Sul Pnrr come state vivendo i ritardi dei progetti?

"Ci preoccupano perché i progetti messi in campo rispetto si scontrano con la carenza delle risorse. Bene le modifiche apportate dal Governo su Industria 5.0 e sul capitolo Repower Eu,ma spero che venga potenzialo il credito d’imposta perché e che si possa migliorare l’attuale assetto burocratico pur mantenendo i dovuti controlli".

A proposito di politiche del Governo, come valuta la Manovra?  

"Il Governo si è trovato a fare la Manovra con risorse limitate e quindi ha fatto quello che ha potuto. Notiamo però l’assenza di investimenti e i sostegni alle piccole e medie imprese, ma noi speriamo che si possa ridurre il cuneo fiscale perché gli attuali strumenti di welfare non bastano per dare più potere di acquisto ai lavoratori".

Pensa sia giusta la proroga del Superbonus?

"Sì, anche se debbo dire che il Superbonus ha dato una scossa al settore edile ma ha creato incertezze sia per le imprese che per i consumatori perché sono cambiate le regole in corsa.

Ora tante imprese si trovano con i crediti incagliati e tanti operai sono stati licenziati, mentre i proprietari degli immobili hanno visto interrompere i lavori.
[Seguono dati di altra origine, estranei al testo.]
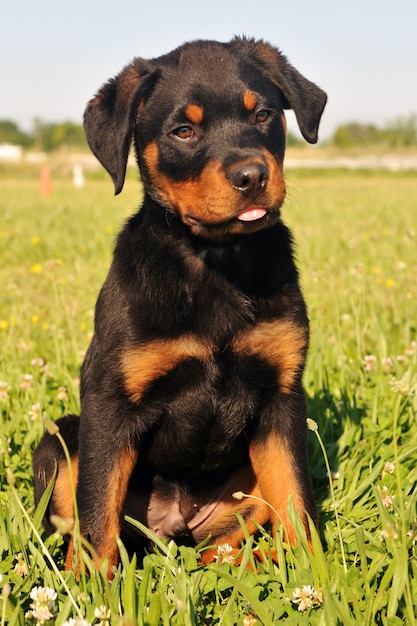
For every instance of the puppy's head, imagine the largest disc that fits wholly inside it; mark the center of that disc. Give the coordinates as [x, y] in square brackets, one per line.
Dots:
[208, 125]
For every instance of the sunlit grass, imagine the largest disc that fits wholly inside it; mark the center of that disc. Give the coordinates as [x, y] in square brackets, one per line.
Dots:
[357, 251]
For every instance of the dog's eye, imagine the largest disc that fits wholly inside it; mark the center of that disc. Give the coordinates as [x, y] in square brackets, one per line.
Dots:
[184, 132]
[261, 116]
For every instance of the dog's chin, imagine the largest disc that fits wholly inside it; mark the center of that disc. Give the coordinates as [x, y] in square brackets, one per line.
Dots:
[241, 224]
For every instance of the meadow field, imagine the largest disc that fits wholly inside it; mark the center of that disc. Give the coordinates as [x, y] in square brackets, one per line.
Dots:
[356, 235]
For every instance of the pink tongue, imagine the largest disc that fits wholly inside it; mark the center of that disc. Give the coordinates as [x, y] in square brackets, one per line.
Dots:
[251, 214]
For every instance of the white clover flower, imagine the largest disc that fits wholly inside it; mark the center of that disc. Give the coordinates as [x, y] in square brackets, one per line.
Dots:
[20, 568]
[307, 597]
[103, 614]
[43, 605]
[386, 498]
[389, 468]
[369, 362]
[225, 553]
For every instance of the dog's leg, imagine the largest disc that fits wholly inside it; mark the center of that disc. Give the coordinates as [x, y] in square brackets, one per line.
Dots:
[280, 464]
[102, 486]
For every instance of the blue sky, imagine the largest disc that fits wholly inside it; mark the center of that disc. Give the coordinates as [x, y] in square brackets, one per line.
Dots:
[56, 54]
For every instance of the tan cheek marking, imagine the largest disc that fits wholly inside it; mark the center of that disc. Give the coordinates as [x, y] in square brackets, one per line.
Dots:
[144, 364]
[249, 100]
[273, 466]
[281, 343]
[194, 113]
[209, 197]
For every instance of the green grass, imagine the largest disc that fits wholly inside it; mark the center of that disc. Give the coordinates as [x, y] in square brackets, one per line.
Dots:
[357, 251]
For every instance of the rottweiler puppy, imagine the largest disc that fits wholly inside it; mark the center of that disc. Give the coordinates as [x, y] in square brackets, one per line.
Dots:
[191, 388]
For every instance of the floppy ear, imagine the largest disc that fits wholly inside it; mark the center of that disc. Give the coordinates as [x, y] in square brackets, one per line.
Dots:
[304, 97]
[109, 119]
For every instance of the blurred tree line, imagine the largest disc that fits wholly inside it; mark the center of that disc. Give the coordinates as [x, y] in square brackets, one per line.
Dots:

Purtroppo a guadagnarci sono state le banche perché hanno acquistato sottocosto i crediti".

Vi preoccupa la chiusura sempre più frequente degli sportelli bancari?

"Non è un bel segnale, anche se in Toscana non parlerei di desertificazione bancaria perché la chiusura degli uffici bancari è più bassa rispetto alla media nazionale.
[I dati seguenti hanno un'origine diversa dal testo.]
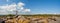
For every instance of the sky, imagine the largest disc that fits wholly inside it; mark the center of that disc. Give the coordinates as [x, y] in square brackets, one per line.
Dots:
[34, 6]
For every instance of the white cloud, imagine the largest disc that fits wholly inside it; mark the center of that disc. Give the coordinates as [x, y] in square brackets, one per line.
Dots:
[12, 7]
[20, 4]
[26, 10]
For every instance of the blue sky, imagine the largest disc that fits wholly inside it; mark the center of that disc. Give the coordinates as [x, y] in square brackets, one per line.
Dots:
[38, 6]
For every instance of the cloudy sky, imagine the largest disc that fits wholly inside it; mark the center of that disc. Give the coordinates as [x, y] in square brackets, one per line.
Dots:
[31, 6]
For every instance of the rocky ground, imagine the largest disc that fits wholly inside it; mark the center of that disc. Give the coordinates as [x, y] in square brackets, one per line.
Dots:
[22, 19]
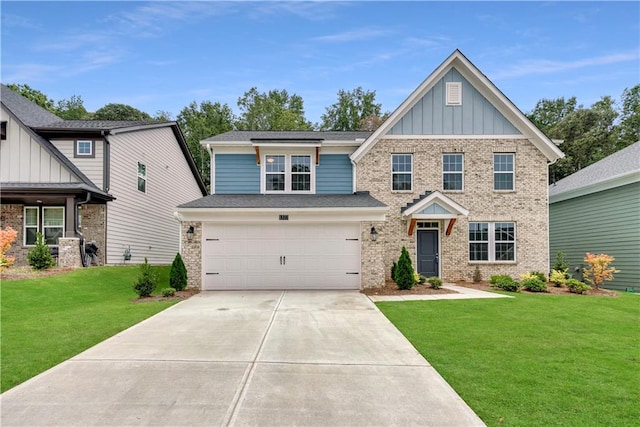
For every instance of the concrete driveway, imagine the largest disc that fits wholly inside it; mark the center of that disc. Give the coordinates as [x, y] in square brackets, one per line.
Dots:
[269, 358]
Le banche giustificano la chiusura degli uffici con l’innovazione tecnologica e quindi con il cambio delle abitudini dell’utente, ma questa tendenza ha eliminato sempre più il contatto umano tra la banca e il cliente tanto che oggi non esiste più il direttore ma il responsabile di filiale.

Le conseguenze si stanno vedendo anche nell’accesso ai prestiti e ai muti perché tutto è delegato a parametri oggettivi che non rispecchiano le informazioni delle piccole e medie imprese".

Ora che la Bce ha fermato l’aumento del costo del denaro pensa che si possa guardare al futuro con più ottimismo?

"La situazione di adesso è di tregua, nel senso che nonostante il ridimensionamento il costo del denaro è i tassi sono ancora alti.

L’incremento dei tassi di interesse ha turbato il mercato del credito perché dopo anni di stabilità dei mutui a tassi variabile con l’aumento dei tassi da parte degli imprenditori c’è sempre più preoccupazione per i nuovi investimenti.

Credo che in questo momento in cui si sta sempre più puntando sulla transizione ecologica e digitale il sostegno alle piccole e medie imprese sia fondamentale".